Col. Thomas Spence Smith, 87, Md. State Police superintendent

February 12, 2005|By Jonathan Bor | Jonathan Bor,SUN STAFF

Col. Thomas Spence Smith, the longest-serving Maryland State Police superintendent in history, died in his sleep Wednesday after a brief illness. He was 87.

Colonel Smith, who passed away at Genesis Spa Creek Center in Annapolis, also was the first career state police officer to attain the rank of superintendent. He joined the force in 1940, five years after the police agency was formed.

In 1970, he was appointed superintendent by Gov. Marvin Mandel and served for 12 years until his retirement.

In 1972, Colonel Smith led hundreds of tactical troopers in gaining control of the House of Correction in Jessup, scene of the worst prison riot in the state's history. Police forced back inmates who tried to escape, put out fires and locked down the prison.

Two years later, he made the decision to admit women to the force.

"He was a quiet, confident leader," said Greg Shipley, state police spokesman. "He was always regarded as a gentleman."

Gov. Harry Hughes, the third of three governors Colonel Smith served, said, "He was really a dedicated policeman who contributed a lot. He was a policeman's policeman."

Colonel Smith was born in Snow Hill on the Eastern Shore, moving to Annapolis with his family as a boy. He attended St. John's College in Annapolis, majoring in economics and government, and graduated from the FBI National Academy.

In 1951, while working in criminal investigations, he was chosen to work with a U.S. Senate committee, led by Sen. C. Estes Kefauver, in its probe of organized crime.

In 1969, while serving as commander of field operations, he started the medevac helicopter system that ferries injured people throughout the state to trauma hospitals. A year later, he led more than 1,000 law enforcement officers and National Guard members in breaking up student demonstrations on U.S. 1 in College Park.

After his retirement, he remained a familiar presence in law enforcement circles. He was a member of the Maryland State Police Alumni Association, attended police academy graduations and was present last April at the swearing in of Col. Thomas E. "Tim" Hutchins as superintendent, said Shipley.

He enjoyed boating, tennis, crabbing and golf.

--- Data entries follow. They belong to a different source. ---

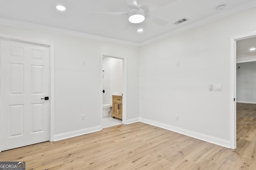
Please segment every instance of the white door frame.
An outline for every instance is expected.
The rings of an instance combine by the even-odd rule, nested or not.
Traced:
[[[230,39],[230,148],[234,149],[236,148],[236,41],[255,36],[256,31],[254,31],[232,37]]]
[[[44,46],[49,47],[49,48],[50,48],[50,141],[53,141],[53,136],[54,132],[54,44],[53,43],[41,41],[34,39],[24,38],[23,37],[14,36],[8,34],[0,33],[0,50],[1,50],[2,47],[0,43],[1,42],[1,40],[2,39],[10,40],[16,41],[18,41],[41,46]],[[0,55],[0,62],[1,61],[1,56]],[[0,80],[1,80],[1,75],[2,74],[2,73],[0,72]],[[1,92],[0,92],[0,93]],[[2,104],[0,101],[0,104]],[[2,114],[2,113],[0,113],[0,114]],[[1,131],[0,131],[0,132]],[[1,146],[0,145],[0,152],[1,150]]]
[[[127,124],[127,112],[126,112],[126,88],[127,88],[127,67],[126,67],[126,58],[125,57],[116,56],[112,54],[106,54],[100,53],[100,129],[102,129],[102,58],[103,56],[107,56],[111,58],[115,59],[121,59],[123,61],[123,88],[124,92],[123,92],[123,105],[122,105],[122,123],[124,125]]]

He was a member of the Maryland Chiefs of Police, Maryland Law Enforcement Officers, Fraternal Order of Police and International Association of Chiefs of Police.

A memorial service will be held at 10:30 a.m. Feb. 19 at Towson United Methodist Church, 501 Hampton Lane.

In addition to his wife, the former Virginia Schmidt Ehreke, Colonel Smith is survived by two sons, Thomas S. Smith IV of Rochester, N.Y., and Barry B. Smith of Bonita Springs, Fla.; a stepson, Scott L. Ehreke of Yukon, Okla.; a stepdaughter, Pamela E. Mayberry of Arnold; a grandson; and two step-grandchildren. His first wife, the former Doris Crook, died in 1977.